Thursday, September 24, 2009

Floating figures

One of the most frequently asked questions about LaTeX seems to be: How does one put a figures right here? The answer is, of course, very simple: Don't put material you don't want to float in a floating environment. This is the LaTeX equivalent of, "Doctor, it hurts when I do this." Shortly after giving this answer, the questioner usually responds that she had no idea that \includegraphics—you are using \includegraphics for including your graphics, aren't you?—could be used outside of the figure environment. There is nothing special about \includegraphics from TeX's point of view: It simply creates a box, and everything is a box (unless it's glue, or a penalty, or a whatsit, or a...). Want to stick a graphic right here? No problem, \includegraphics{foo} will insert foo.eps if you're running latex or foo.{jpg,png,pdf} if you're running pdflatex.
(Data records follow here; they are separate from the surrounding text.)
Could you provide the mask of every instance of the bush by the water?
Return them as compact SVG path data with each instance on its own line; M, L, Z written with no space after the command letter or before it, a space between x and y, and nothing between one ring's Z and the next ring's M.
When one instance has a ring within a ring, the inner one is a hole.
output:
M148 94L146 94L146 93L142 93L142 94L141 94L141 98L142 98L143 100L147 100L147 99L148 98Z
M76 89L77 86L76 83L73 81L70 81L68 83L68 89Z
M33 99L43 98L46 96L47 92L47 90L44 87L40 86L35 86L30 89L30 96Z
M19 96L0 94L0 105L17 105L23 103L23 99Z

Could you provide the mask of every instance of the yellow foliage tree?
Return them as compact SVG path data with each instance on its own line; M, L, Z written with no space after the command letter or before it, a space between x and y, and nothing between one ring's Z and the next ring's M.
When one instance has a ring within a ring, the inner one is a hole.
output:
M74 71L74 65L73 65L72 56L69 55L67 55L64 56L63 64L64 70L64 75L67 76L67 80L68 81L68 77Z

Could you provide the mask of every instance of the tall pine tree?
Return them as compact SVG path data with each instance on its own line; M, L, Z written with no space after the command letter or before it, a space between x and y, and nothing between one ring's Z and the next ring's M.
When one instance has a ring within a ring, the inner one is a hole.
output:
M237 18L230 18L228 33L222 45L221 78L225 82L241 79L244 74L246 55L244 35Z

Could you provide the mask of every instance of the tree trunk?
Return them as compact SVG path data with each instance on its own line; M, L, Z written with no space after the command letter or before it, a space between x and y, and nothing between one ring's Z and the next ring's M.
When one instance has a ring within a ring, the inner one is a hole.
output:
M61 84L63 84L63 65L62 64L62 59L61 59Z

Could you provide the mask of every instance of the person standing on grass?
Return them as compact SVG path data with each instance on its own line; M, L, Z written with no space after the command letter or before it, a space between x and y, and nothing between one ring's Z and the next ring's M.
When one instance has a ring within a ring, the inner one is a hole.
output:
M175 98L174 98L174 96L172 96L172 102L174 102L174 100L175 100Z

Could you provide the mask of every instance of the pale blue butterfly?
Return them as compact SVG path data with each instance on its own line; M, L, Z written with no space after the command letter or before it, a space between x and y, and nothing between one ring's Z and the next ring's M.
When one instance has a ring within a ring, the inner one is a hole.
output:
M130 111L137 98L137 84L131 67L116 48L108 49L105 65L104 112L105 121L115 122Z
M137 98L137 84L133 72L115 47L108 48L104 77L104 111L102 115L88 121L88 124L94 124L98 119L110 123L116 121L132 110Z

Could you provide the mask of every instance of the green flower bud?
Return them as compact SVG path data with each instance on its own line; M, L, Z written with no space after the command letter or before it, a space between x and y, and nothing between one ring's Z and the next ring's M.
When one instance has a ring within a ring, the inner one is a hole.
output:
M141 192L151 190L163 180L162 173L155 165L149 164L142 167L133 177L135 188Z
Well that's simple, but something's missing. In fact, two things are missing. First, one cannot simply use \caption to produce a caption for this graphic. Second, one cannot reference this graphic using \label and \ref since this requires, among other things, a \caption. Here's the metric I use when deciding whether to make a graphic floating or not. If I want to give it a caption or reference it in text, then I make it float and give it a caption. If I don't reference it in text and it has no caption, then I might not let it float since it might seem out of place if floating. Of course, there are very few reasons why one might want a graphic in a scholarly publication that isn't referenced. This is a fairly simple rule to follow and solves the problem. At this point, there are two things I feel I should mention. The first is that there is a package that will allow one to place a figure environment right here; however, using that violates my rule, so I'll say nothing more about it. The second thing to mention is that LaTeX2e has a bug in its figure placement algorithm when using the twocolumn documentclass option (at least for the standard classes) and the figure* environment. This bug can cause two column figures to be placed out of order with respect to single column figures. The fix for this is very simple: place \usepackage{fixltx2e} into the preamble of your document (between \documentclass and \begin{document}). Actually, the package does more than just fix that bug and should probably be used in every LaTeX document.